Looking back on the week that was SXSW Interactive, one has to wonder if it was worth so much focus, hype and investment.
Starting March 12, at airports in major cities across the country, one noticed a change. The electric outlets were all taken up by MacBook Airs, and thousands of thumbs swiped feverishly across huge mobile screens. Middle-aged men dressed like their teenage children and young men dressed as nostalgic Don Drapers discussed content marketing, growth hacking, influencer strategy and other themes that will most likely go out of fashion in a year's time. Yes, the annual pilgrimage to Austin began with the usual buzzwords, predictions, thought pieces, snarky tweets and flagrant techsumerism (you can have that buzzword for free).
However, with the increasing popularity of SXSW and changes to the digital landscape at large, the relevancy, impact and overall value for advertising agencies at the festival must be questioned.
Innovative social media platforms and tech are exciting, but how often are they the sole drivers behind successful and infectious campaigns? You could be using a network of the most innovative and sexy media technology to deliver your campaign, but without great insights and ideas, the campaign will fall flat and won't connect with your target.

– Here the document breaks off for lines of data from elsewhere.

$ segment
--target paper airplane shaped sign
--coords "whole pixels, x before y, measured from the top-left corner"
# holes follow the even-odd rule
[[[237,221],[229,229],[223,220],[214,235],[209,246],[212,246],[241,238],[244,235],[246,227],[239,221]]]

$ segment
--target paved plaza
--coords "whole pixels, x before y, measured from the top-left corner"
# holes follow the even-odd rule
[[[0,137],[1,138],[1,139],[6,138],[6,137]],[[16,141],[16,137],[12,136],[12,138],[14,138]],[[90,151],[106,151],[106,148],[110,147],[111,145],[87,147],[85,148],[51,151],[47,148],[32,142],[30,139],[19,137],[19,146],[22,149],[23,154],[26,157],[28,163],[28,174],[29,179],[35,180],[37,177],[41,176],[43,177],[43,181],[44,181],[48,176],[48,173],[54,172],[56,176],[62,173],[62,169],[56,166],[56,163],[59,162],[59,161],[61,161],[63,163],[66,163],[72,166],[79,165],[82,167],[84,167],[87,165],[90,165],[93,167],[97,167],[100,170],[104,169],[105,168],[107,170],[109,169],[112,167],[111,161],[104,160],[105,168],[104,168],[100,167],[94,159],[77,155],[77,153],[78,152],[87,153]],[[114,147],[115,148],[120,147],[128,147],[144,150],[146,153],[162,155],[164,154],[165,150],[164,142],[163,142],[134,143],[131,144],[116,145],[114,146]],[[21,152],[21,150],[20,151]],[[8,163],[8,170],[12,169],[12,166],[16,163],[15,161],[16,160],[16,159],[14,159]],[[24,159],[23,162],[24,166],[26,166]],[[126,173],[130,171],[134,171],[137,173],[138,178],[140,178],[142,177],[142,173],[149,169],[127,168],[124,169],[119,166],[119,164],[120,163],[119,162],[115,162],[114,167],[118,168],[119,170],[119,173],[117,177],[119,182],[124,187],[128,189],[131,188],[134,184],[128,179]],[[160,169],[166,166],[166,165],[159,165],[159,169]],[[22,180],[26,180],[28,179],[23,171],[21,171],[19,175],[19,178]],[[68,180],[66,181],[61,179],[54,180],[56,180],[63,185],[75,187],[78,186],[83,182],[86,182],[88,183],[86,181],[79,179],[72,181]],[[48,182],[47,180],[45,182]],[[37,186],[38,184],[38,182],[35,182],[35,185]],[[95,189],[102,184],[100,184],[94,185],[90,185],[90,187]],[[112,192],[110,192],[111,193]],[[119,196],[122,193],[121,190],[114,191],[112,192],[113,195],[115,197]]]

Recently it seems there's a strong trend for agencies to be more interested in the tech around ideas than the ideas themselves. This issue is particularly compounded at an event like SXSW. One has to ask the question, how much of the new technology and innovation presented at SXSW is relevant for the mass audience that agencies are trying to impact? Do we really think the middle-America consumers that drive our brand's growth are as excited about the Internet of Things as the urban digital prophets at SXSW?
There's another peculiarity that makes me question the value of SXSW: the Internet. It's a strange irony that an event focused on digital innovation is staged in such a traditional, physical format. Anything groundbreaking from SXSW can be found online (probably earlier) and in a more digestible format. And even if there is exclusive, innovative content that is only found at SXSW, it's basically impossible for anyone to properly learn and take something back home with them. SXSW is simply not set up for learning. With the parties, food trucks, networking, music events and other festivities, SXSW isn't exactly a great place to think about how new technology can help solve your clients' business problems.
The dangerous combination of agency anxiety to stay on top of the latest trends, combined with an increased value of tech over ideas, has led to many brands and agencies making the trip just to be seen. It is a place where brands and agencies go to luxuriate in the glow of tech. They go there to feel cool and seem innovative, but often very little of what happens there makes its way into their work.
The original purpose of SXSW Interactive was to give new technologies and innovation a kick start. Twitter was famously launched there, and Foursquare too. However, the long tail of social media platforms means that such impactful launches won't have the same landmark effect today.
Our collective obsession with innovation has made us dream of working in hot, Silicon Valley-startup environments, but we don't. The real value we bring to our clients is through insightful and culturally resonant ideas, not the latest flash-in-the-pan tech trends. If you focus your time at SXSW on meeting your peers and clients versus chasing the next big thing, then it's a completely worthwhile experience.
But let's be honest with ourselves as an industry, stick to what we are great at, and apply innovation only so far as it helps us expand a brand's business and reach a relevant target.